Les principes de travail mis en œuvre au moment des différentes rencontres-auditions ont été identiques à ceux développés par la suite lors de la recherche scénique et dramaturgique.
Ces rencontres-auditions si elles m’ont permis de rencontrer des candidates, m’ont également permis de valider une méthodologie de travail basée sur l’intuition plus que sur l’improvisation. Je laissais le plus souvent mon inspiration se développer en observant les visages, les attitudes, les réactions lors de petits exercices très simples comme marcher sur le plateau, dire son nom, ce qu’on aimait le plus, le moins, parler de sa mère, de sa famille, de l’école ou en lançant des sujets de discussion en apparence anodins qui débouchaient sur des conversations passionnantes. Lors des pauses, j’ai également beaucoup écouté leurs conversations qui semblaient être hors sujet, mais qui me nourrissaient beaucoup.
Ces dix-huit mois de rencontres avec près d’une centaine de jeunes femmes ont été très riches et m’ont fourni, in-situ, un vivier d’informations très significatives dans laquelle j’ai par la suite puisé pour valider mon récit.
Une fois l’équipe de création constituée, nous avons poursuivi notre recherche sans grande différence d’avec ces temps de rencontres-auditions. Le protocole de travail était très clair et très simple. L’écriture pouvait alors se mettre en marche. Sa forme inspirée de l’oralité, du conte et empreinte par moment de poésie, de légèreté, dans une langue qui pouvaient être nourrie de formules du quotidien autant que d’un verbe soutenu, restait très directe, vive et immédiate.
C’est par l’écriture que les protagonistes sont devenues des interprètes et ont quitté la sphère du témoignage pour entrer dans celle du théâtre.
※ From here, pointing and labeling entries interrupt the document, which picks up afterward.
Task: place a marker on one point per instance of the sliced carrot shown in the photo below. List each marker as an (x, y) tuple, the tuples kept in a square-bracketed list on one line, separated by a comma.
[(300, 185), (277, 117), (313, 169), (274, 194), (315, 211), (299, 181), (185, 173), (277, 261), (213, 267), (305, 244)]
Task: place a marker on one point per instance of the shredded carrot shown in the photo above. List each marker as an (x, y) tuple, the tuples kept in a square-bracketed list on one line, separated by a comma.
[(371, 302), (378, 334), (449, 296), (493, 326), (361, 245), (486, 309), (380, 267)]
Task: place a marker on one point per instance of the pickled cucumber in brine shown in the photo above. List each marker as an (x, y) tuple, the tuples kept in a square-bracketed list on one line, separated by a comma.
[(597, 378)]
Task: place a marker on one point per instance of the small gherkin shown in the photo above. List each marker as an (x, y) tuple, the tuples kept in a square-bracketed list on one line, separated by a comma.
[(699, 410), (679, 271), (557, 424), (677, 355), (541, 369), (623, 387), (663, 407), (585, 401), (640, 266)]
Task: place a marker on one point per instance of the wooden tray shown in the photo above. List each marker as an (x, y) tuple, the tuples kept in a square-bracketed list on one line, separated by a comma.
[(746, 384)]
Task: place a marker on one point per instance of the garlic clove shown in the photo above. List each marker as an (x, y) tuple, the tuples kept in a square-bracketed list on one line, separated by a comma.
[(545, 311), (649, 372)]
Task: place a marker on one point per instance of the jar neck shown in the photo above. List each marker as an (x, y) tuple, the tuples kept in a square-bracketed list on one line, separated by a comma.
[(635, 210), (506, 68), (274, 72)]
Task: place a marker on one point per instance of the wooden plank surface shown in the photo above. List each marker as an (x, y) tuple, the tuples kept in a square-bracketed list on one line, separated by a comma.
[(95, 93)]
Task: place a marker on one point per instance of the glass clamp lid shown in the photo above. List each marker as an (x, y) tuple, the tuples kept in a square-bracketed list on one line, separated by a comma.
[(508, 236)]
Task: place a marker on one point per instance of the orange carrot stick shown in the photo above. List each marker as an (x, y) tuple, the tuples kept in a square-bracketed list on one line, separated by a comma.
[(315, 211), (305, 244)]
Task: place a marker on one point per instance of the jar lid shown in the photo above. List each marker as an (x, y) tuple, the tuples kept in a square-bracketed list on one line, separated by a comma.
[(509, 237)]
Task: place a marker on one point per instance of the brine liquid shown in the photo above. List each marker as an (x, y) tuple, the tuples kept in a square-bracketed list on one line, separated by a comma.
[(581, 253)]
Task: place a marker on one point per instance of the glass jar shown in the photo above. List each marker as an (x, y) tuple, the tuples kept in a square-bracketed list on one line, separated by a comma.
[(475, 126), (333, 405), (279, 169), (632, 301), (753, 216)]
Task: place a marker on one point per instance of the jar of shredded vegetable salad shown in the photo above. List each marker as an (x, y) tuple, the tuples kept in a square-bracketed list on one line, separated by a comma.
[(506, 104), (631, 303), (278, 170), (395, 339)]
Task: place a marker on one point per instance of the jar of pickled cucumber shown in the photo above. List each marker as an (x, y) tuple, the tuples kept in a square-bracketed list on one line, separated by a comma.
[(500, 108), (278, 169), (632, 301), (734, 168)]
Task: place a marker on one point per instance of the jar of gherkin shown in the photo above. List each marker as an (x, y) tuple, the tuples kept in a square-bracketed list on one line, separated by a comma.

Le texte une fois établi et proposé à celle qui le met en bouche lui donne la possibilité de sortir d’elle-même tout en restant elle-même. Ainsi, l’écriture dépasse et inclut une parole singulière pour la rendre plurielle et lui donner une dimension plus universelle. Les improvisations n’étaient pas fréquentes, mais les conversations étaient au contraire très nombreuses, sur les sujets les plus variés, réparties en temps de paroles individuels et collectifs.
Dans cette démarche, l’écriture et la mise en scène se sont élaborées à partir de la matière humaine vibrante de ces jeunes femmes qui en me livrant leurs joies, leurs blessures, leurs espérances devenaient comme des pelotes de fils, de différentes couleurs, de différentes textures. J’étais une sorte de lissier qui dessinait lui même son carton et avec son métier à tisser, travaillait la nuit puis au matin soumettait sa tapisserie.
Cette tapisserie, réalisée à partir de tous ces fils multicolores propose une vision où les conditions singulières de chacune s’entremêlent et sont transcendées. Les spectateurs peuvent ainsi se reconnaître dans une œuvre qui ne se limite pas aux seules problématiques de race, d’identité, de couleur de peau, mais questionne notre humanité.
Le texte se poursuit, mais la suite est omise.